In the latest case, a small waste removal firm based in the North East was asked by a Newcastle householder to remove a garage roof constructed with asbestos sheeting, a typical exterior application up until the late 1970s and 80s. The firm’s owner deliberately mis-informed the owner that he was licensed to remove asbestos, as is required under the Control of Asbestos Regulations 2006/12.

Paper overalls and mask

The task proceeded with the firm’s owner, wearing only paper overalls and a face mask, removing the asbestos roof boards with a hammer and chisel. Using a brush and domestic vacuum cleaner two assistants collected the waste debris in twenty bags, which were then loaded into their van.

A nearby resident alerted the Health and Safety Executive who issued a Prohibition Notice to the firm to immediately cease work. At the subsequent court hearing, it was found that the firm’s owner who was neither qualified or nor licensed to remove asbestos had, unsurprisingly, failed to carry out nearly all the legal requirements necessary when asbestos is suspected or is known to be actually present.

No risk assessment, air sampling analysis or notification to the local authorities had taken place. A written plan of work describing how the work would be carried out had not been prepared. The working area has not been securely sealed off and the equipment/clothing used was not to a standard, which would ensure proper protection from airborne fibre dust. In addition, a certificate for reoccupation once the work was complete had not been produced.

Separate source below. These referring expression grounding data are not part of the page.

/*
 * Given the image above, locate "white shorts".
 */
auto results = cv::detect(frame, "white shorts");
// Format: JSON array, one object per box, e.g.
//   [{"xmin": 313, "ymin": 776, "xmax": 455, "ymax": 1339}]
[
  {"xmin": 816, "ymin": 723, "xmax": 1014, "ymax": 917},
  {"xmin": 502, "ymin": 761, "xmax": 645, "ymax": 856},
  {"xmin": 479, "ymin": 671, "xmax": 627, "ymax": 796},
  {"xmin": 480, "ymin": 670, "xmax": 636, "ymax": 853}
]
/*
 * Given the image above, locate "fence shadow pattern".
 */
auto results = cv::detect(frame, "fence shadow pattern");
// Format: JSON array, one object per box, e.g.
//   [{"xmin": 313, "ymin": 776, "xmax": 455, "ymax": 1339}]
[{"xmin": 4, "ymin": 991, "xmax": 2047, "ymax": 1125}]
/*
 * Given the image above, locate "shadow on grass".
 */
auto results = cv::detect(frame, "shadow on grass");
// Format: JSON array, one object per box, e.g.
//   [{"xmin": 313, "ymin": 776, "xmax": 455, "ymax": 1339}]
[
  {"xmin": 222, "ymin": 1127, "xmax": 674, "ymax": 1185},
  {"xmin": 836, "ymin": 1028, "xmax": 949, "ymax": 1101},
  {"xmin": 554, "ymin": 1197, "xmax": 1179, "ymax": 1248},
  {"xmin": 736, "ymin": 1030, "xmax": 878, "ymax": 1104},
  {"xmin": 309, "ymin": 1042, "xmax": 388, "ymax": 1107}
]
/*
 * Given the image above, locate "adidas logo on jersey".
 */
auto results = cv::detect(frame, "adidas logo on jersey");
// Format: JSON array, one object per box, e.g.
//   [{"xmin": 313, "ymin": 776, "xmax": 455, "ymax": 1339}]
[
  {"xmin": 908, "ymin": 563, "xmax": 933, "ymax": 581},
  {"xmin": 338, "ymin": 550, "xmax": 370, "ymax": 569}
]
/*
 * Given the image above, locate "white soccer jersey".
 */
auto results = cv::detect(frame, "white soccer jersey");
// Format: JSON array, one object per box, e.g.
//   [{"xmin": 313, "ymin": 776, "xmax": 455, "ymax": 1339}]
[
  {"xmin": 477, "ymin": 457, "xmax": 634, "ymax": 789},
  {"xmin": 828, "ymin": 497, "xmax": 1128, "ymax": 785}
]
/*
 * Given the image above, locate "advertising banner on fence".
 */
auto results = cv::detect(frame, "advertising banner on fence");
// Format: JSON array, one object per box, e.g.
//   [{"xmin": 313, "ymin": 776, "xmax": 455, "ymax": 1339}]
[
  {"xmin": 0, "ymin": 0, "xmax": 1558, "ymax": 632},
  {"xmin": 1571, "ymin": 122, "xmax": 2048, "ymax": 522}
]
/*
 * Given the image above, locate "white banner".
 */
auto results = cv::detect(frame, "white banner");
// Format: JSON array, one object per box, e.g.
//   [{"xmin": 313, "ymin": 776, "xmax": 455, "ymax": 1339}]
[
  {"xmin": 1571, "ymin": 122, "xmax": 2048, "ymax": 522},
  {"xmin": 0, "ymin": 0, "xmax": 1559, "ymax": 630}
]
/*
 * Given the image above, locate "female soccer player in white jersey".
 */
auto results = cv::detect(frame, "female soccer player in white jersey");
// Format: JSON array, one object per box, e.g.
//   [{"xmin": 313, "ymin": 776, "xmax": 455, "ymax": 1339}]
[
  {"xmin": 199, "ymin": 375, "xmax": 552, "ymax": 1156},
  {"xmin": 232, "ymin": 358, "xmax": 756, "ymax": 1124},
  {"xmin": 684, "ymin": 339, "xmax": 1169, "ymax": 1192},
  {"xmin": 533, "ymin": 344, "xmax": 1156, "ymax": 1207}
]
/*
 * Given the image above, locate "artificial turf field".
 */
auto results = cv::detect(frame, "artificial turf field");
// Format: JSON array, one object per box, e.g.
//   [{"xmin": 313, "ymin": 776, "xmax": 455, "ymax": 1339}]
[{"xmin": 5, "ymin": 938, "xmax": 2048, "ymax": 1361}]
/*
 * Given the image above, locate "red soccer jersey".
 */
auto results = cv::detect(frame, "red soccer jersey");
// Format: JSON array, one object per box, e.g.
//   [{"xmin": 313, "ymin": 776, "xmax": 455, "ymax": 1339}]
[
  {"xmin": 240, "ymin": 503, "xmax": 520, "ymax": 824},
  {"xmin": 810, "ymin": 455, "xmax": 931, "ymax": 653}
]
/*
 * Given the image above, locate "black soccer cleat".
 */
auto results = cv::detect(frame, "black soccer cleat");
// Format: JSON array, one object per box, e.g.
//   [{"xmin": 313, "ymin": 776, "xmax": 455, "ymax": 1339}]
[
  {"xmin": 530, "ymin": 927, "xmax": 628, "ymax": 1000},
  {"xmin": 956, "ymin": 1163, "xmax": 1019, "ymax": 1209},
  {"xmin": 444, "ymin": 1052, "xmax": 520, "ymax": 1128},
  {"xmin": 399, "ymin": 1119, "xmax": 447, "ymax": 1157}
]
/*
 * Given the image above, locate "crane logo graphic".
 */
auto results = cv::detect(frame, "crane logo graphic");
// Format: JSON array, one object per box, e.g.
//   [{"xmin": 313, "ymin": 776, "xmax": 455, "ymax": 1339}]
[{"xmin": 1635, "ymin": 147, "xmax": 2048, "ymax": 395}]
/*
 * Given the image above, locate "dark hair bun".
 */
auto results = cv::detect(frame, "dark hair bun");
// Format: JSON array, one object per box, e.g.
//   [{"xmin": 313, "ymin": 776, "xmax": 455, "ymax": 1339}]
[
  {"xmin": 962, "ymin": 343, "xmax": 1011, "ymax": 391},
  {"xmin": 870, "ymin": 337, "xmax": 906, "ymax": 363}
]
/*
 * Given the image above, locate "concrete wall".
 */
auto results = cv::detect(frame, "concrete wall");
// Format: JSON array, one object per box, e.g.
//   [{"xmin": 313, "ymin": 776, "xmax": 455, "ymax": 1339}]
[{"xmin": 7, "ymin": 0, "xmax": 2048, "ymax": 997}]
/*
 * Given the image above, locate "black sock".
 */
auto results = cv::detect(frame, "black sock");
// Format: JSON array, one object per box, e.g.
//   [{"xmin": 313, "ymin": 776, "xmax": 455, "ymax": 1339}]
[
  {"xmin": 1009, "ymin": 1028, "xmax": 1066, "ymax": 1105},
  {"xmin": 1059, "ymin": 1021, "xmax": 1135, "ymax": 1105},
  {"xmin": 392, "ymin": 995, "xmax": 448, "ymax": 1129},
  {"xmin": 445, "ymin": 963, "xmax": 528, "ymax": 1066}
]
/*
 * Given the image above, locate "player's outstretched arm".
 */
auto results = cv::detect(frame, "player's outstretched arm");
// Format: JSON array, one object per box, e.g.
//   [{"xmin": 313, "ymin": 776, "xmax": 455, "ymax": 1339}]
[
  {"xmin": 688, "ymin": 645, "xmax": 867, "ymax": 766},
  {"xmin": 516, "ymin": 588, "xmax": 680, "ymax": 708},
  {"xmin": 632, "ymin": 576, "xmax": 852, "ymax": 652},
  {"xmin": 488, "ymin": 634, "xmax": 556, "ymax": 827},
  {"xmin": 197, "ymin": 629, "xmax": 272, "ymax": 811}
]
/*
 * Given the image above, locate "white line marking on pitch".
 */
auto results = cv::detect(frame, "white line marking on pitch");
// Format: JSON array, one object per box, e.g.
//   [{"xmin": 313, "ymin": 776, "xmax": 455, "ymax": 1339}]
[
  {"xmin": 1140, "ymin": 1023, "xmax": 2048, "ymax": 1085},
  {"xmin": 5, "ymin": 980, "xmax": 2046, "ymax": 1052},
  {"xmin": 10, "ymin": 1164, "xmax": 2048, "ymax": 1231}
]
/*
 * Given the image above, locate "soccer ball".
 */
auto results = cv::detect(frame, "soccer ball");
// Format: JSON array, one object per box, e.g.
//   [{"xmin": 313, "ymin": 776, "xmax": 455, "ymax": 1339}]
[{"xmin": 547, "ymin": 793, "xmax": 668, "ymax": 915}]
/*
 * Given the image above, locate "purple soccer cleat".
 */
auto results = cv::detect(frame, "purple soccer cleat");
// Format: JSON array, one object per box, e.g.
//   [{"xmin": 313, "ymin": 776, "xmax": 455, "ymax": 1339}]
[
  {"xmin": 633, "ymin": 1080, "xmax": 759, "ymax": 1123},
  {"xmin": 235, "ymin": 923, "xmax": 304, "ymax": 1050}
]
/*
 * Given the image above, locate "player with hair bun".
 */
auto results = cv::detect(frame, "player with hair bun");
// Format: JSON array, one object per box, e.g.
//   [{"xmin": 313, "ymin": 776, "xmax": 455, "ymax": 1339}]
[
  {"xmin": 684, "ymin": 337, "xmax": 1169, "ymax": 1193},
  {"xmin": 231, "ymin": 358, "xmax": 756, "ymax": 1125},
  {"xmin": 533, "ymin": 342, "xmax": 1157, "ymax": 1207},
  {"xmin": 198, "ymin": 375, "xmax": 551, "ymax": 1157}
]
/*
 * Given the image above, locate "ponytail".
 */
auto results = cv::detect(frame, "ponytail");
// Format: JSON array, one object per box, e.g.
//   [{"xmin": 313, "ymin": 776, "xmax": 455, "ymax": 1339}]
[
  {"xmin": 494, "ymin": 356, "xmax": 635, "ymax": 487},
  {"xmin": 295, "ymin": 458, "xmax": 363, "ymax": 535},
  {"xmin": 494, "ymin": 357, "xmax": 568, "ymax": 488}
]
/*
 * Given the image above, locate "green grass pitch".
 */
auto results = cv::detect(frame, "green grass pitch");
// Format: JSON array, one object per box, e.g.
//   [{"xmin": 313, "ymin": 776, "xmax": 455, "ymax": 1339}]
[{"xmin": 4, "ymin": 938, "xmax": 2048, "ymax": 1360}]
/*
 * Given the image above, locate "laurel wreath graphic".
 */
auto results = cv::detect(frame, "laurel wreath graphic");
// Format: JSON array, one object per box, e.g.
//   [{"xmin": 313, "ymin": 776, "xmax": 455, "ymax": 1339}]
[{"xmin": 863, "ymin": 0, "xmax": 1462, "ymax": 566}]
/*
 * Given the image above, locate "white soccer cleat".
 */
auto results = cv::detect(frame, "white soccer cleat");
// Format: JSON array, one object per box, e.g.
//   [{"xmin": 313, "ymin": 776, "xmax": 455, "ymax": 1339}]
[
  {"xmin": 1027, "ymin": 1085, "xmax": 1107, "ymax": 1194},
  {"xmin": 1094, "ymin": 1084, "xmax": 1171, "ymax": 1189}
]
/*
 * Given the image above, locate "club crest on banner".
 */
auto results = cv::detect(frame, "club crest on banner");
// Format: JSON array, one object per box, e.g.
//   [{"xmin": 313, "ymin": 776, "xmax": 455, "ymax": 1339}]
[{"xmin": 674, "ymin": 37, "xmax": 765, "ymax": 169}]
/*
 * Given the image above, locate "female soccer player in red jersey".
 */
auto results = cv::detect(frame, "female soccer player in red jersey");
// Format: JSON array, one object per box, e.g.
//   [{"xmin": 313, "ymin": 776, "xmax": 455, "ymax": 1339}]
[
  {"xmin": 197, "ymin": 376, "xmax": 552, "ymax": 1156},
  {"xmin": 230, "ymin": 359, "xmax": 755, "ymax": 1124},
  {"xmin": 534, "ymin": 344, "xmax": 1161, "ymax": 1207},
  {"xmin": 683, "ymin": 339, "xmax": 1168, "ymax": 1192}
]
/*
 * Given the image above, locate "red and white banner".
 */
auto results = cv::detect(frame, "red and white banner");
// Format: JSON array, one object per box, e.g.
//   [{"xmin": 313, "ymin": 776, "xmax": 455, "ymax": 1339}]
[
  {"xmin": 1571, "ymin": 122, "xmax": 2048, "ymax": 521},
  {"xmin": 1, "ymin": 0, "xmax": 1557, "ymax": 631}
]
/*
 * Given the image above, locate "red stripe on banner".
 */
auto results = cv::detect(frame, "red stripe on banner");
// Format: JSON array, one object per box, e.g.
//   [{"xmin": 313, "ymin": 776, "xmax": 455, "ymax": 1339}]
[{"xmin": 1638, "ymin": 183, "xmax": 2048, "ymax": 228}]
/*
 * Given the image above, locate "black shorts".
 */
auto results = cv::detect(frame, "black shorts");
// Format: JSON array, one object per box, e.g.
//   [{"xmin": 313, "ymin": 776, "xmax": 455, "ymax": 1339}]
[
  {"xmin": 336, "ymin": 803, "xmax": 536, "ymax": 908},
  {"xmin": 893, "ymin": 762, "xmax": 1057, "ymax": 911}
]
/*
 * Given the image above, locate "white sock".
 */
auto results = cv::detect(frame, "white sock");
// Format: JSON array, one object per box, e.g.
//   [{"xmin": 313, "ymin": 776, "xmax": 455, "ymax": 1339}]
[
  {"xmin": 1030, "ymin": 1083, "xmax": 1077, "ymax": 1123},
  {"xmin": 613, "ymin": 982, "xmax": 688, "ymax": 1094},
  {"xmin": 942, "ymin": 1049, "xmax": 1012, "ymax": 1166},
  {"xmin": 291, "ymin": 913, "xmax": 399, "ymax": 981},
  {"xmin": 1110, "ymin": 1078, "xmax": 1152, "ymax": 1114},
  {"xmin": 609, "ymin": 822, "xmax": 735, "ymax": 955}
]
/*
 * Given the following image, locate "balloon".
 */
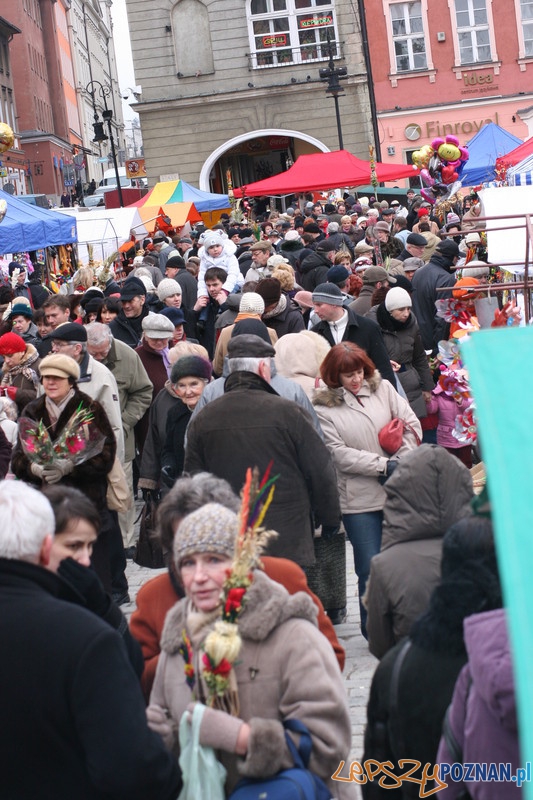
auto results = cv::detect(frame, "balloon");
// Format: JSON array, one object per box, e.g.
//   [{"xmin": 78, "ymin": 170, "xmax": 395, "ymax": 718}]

Approach flawed from the outset

The court also heard that the firm owner’s approach to the task had been flawed from the outset. There had been a failure to conduct a pre-work visit without a qualified person, who would have advised that the removal of the asbestos roof required a license, and specialist asbestos disposal equipment and procedures.

The firm pleaded guilty to two breaches of the Control of Asbestos Regulations 2012 and fined a total of nearly £ 3,000 including costs.

Since 2012, new procedures have been in force, known as the ‘Asbestos licence assessment, amendment and revocation guide’ (ALAARG), which sets out the conditions for when special permission is required for asbestos removal, as well as the standard license types.

The majority of asbestos work has to be undertaken by a licensed contractor but any decision on whether particular work is licensable is always based on the evaluation of risk.

HSE guidelines

According to the guidelines issued by HSE, exemption from requiring a license is based on a threshold factor of “sporadic and low intensity” exposure and at least one of four conditions must be met:

  • Removal must be a short, non-continuous maintenance task, with only non-friable ( fragile and disintegrating) asbestos materials.
  • Removal involves asbestos-containing materials in a ‘reasonable’ condition, which must not be deliberately broken up. All asbestos fibres are firmly encapsulated within a matrix, e.g. coated, covered or contained within another material, such as cement, paint or plastic.
  • Removal involves asbestos-containing materials, which should be in a ‘good’ condition and are to be sealed or encapsulated to ensure they are not easily damaged in the future.
  • Removal involves the collection and analysis of asbestos samples to confirm the presence of asbestos in a material or is an air monitoring and control task to check fibre concentrations in the air.